NCSACW provides programmatic technical assistance to the RPG grantees on a variety of topics, including collaborative practice and policy, program sustainability, trauma-informed services, evidence-based and evidence-informed services to children, treatment and recovery support services, and family-centered substance use disorder intervention and treatment practices for women and families.

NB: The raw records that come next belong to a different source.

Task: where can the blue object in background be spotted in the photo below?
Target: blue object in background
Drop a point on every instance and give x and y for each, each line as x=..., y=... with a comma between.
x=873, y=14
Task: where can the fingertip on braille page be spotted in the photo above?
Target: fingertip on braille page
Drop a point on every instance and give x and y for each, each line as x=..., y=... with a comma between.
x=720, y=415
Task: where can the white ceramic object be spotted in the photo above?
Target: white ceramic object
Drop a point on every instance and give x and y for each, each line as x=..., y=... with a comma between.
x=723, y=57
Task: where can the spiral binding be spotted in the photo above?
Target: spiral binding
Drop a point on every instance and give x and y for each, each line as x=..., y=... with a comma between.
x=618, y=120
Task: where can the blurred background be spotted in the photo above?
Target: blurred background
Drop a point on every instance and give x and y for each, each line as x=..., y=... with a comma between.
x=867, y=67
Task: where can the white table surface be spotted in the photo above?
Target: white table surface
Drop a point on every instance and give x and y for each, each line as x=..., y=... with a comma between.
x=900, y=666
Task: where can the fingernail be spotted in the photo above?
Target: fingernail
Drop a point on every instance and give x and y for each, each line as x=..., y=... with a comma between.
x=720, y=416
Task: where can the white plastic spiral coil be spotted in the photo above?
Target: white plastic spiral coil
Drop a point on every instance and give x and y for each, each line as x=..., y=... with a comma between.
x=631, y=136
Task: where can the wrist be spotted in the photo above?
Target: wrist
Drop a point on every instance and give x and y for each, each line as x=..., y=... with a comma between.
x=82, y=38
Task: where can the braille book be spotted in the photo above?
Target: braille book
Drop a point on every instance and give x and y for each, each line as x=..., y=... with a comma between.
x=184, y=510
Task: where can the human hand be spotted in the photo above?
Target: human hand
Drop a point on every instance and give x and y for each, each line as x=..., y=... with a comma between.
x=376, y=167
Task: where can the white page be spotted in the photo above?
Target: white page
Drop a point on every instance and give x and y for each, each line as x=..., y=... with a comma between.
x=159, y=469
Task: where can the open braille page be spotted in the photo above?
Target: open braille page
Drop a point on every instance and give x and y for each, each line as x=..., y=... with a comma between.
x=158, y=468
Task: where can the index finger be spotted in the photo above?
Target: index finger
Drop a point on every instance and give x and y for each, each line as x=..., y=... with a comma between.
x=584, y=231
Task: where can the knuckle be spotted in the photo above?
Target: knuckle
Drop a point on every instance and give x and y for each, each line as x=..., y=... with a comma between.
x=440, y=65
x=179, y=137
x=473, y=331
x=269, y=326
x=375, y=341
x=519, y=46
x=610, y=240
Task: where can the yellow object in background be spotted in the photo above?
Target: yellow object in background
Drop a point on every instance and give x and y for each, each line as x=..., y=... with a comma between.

NCSACW’s In-Depth Technical Assistance (IDTA) program advances the capacity of states, tribes, and their community partner agencies to improve the safety, health, permanency, well-being, and recovery outcomes for families affected by substance use disorders. This 18- to 24-month program strengthens cross-system collaboration and linkages among the child welfare and substance use disorder treatment systems and the courts, as well as maternal and infant health care providers, public health providers, early care and education systems, home visiting providers, and other key partners. Since the program’s inception in 2003, 26 unique sites have engaged in IDTA, including two county sites, four tribal sites, and 20 states.
In 2014, NCSACW focused the IDTA program on assisting states and tribes with addressing the needs of infants and families affected by prenatal substance exposure and the recovery of pregnant and parenting women and their families. IDTA also assists states in developing policies and protocols to align with the prenatal substance exposure provisions in the Comprehensive Addiction and Recovery Act (CARA) of 2016, which amended sections of the Child Abuse Prevention and Treatment Act (CAPTA).
The IDTA model is based on the premise that sites are more likely to successfully implement meaningful and sustainable policy and practice change when they receive targeted training, technical assistance, and coaching in sufficient depth and duration, through strategic phases and with the support of a dedicated Change Liaison (CL).